Circulating levels of insulin-like growth factor-II/mannose-6-phosphate receptor in obesity and type 2 diabetes

• Published in: Growth hormone & IGF research Vol. 20; no. 3; pp. 185 - 191
• Main Authors: Jeyaratnaganthan, Nilani, Højlund, Kurt, Kroustrup, Jens Peter, Larsen, Jens Fromholt, Bjerre, Mette, Levin, Klavs, Beck-Nielsen, Henning, Frago, Susana, Hassan, A. Bassim, Flyvbjerg, Allan, Frystyk, Jan
• Format: Journal Article
• Language: English
• Published: Scotland Elsevier Ltd 01.06.2010
• Subjects: Advanced Basic Science; Blood Chemical Analysis; Case-Control Studies; Cohort Studies; Diabetes Mellitus, Type 2 - blood; Diabetes Mellitus, Type 2 - metabolism; Endocrinology & Metabolism; Gastric banding; Gastroplasty - rehabilitation; Humans; IGF-II; IGF-II receptor; Insulin-Like Growth Factor II - analysis; Insulin-Like Growth Factor II - metabolism; Nutritional Physiological Phenomena; Obesity; Obesity - blood; Obesity - metabolism; Obesity - surgery; Receptor, IGF Type 2 - analysis; Receptor, IGF Type 2 - blood; Receptor, IGF Type 2 - metabolism; Thinness - blood; Thinness - metabolism; Type 2 diabetes; Validation Studies as Topic; Weight Loss - physiology; IGF-II receptor; Type 2 diabetes; Obesity; Gastric banding; IGF-II
• ISSN: 1096-6374; 1532-2238; 1532-2238
• DOI: 10.1016/j.ghir.2009.12.005

Abstract Objective The extracellular domain of the insulin-like growth factor II/mannose-6-phosphate receptor (IGF-II/M6P-R) is present in the circulation, but its relationship with plasma IGF-II is largely unknown.
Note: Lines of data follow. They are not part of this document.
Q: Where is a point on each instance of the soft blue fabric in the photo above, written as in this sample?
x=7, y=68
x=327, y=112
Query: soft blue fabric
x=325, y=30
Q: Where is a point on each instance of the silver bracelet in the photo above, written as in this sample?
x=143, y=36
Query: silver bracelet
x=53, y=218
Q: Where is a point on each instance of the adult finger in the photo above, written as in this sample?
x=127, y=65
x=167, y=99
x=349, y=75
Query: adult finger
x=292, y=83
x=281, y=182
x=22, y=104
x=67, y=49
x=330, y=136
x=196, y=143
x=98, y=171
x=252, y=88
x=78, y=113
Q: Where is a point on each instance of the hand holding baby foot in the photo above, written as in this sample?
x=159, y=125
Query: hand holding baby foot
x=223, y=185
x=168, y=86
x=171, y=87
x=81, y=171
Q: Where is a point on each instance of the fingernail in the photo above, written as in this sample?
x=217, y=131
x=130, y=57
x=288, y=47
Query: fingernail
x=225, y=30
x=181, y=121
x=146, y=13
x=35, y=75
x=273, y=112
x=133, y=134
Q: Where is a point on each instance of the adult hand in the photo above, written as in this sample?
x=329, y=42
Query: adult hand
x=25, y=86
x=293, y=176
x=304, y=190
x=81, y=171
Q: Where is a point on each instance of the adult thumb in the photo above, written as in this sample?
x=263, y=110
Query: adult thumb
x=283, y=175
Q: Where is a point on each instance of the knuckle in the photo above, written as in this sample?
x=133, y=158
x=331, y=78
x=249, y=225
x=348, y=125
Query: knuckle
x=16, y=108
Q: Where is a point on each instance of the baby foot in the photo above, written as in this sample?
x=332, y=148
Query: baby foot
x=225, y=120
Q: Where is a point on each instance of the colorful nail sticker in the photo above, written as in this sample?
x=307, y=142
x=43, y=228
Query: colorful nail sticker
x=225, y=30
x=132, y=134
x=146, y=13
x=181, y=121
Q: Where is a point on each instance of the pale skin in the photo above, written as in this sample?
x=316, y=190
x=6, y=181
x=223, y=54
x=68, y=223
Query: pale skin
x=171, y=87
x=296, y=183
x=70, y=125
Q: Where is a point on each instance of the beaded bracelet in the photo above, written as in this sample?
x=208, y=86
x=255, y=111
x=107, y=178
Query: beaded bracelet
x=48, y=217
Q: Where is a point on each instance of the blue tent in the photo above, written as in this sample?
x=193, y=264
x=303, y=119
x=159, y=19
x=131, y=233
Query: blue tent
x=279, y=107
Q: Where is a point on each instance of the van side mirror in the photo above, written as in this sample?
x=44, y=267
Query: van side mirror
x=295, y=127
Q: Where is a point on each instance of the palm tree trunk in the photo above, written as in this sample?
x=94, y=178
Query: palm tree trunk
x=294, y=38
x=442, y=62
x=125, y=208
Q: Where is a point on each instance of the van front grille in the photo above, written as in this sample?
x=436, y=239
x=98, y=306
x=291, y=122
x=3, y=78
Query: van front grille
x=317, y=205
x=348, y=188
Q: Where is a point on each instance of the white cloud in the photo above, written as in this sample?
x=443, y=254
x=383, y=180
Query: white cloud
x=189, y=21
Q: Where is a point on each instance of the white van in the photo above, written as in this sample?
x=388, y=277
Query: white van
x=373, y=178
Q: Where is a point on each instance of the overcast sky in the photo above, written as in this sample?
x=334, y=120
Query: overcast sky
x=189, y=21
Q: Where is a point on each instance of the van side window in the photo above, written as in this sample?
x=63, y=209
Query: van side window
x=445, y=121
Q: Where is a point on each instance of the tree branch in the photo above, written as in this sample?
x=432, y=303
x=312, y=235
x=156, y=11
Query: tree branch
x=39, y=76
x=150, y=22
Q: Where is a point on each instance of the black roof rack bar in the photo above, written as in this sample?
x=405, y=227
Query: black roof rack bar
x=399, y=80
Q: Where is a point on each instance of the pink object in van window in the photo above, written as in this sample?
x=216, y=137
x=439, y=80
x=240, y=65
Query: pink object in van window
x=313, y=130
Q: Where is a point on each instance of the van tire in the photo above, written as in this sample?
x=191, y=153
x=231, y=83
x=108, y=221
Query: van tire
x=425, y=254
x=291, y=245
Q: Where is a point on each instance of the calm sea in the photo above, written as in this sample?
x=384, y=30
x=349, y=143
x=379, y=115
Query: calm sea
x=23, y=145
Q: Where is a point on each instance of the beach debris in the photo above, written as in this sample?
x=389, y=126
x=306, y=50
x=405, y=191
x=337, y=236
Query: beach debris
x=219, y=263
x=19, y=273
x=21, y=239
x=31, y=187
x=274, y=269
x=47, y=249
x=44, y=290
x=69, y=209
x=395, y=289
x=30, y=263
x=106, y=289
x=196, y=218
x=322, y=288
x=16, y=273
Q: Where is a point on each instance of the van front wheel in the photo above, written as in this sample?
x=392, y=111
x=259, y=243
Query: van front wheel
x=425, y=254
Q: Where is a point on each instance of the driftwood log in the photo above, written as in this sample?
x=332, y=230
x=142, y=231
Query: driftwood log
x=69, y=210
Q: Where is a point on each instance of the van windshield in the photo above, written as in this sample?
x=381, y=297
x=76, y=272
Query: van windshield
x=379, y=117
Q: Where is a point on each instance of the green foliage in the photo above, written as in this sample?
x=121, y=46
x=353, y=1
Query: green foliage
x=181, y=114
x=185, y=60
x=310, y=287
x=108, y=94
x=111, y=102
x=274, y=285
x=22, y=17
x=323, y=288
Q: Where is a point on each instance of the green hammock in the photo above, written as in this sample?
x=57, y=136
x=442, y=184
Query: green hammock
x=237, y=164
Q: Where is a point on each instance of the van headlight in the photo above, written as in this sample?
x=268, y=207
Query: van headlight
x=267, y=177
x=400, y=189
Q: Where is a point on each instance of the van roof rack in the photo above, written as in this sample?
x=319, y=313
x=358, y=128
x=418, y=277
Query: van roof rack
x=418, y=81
As IGF-II appears to be nutritionally regulated, we studied the impact of obesity, type 2 diabetes (T2D) and weight loss on circulating levels of IGF-II and its soluble receptor. Methods Twenty-three morbidly obese non-diabetic subjects were studied before and after gastric banding (GB), reducing their BMI from 59.3 ± 1.8 to 52.7 ± 1.6 kg/m2 . Lean controls ( n = 10, BMI 24.2 ± 0.5 kg/m2 ), moderately obese controls ( n = 21, BMI 31.8 ± 1.0 kg/m2 ) and obese T2D patients ( n = 20, BMI 32.3 ± 0.8 kg/m2 ) were studied before and after a hyperinsulinaemic euglycaemic clamp. Results Morbidly obese subjects had elevated IGF-II/M6P-R and IGF-II levels, which both decreased following GB (IGF-II/M6P-R: from 0.97 ± 0.038 to 0.87 ± 0.030 nmol/l, P = 0.001; IGF-II: from 134 ± 7 to 125 ± 6 nmol/l, P = 0.01), as did fasting plasma glucose and insulin ( P < 0.05). However, the metabolic parameters correlated with neither IGF-II nor IGF-II/M6P-R. Obese diabetics had increased IGF-II/M6P-R as compared with lean and obese controls (0.82 ± 0.031 vs. 0.70 ± 0.033 vs. 0.74 ± 0.026 nmol/l; P < 0.03) and levels were unaffected by clamp. In the latter cohort, IGF-II/M6P-R but not IGF-II correlated with HbA1c, and fasting plasma C-peptide, insulin and glucose (0.34 < r < 0.45; P < 0.05). In all subjects, BMI correlated with IGF-II/M6P-R ( r = 0.57; P < 0.001) and IGF-II ( r = 0.39; P < 0.005). IGF-II/M6P-R and IGF-II were not associated. Conclusion Serum IGF-II/M6P-R is up-regulated in morbid obesity, down-regulated by weight loss and elevated in moderately obese T2D. However, although plasma IGF-II was also reduced following GB, the two peptides were not statistically correlated. No acute effect of insulin was seen. These findings indicate that the IGF-II/M6P-R is nutritionally regulated, independently of IGF-II.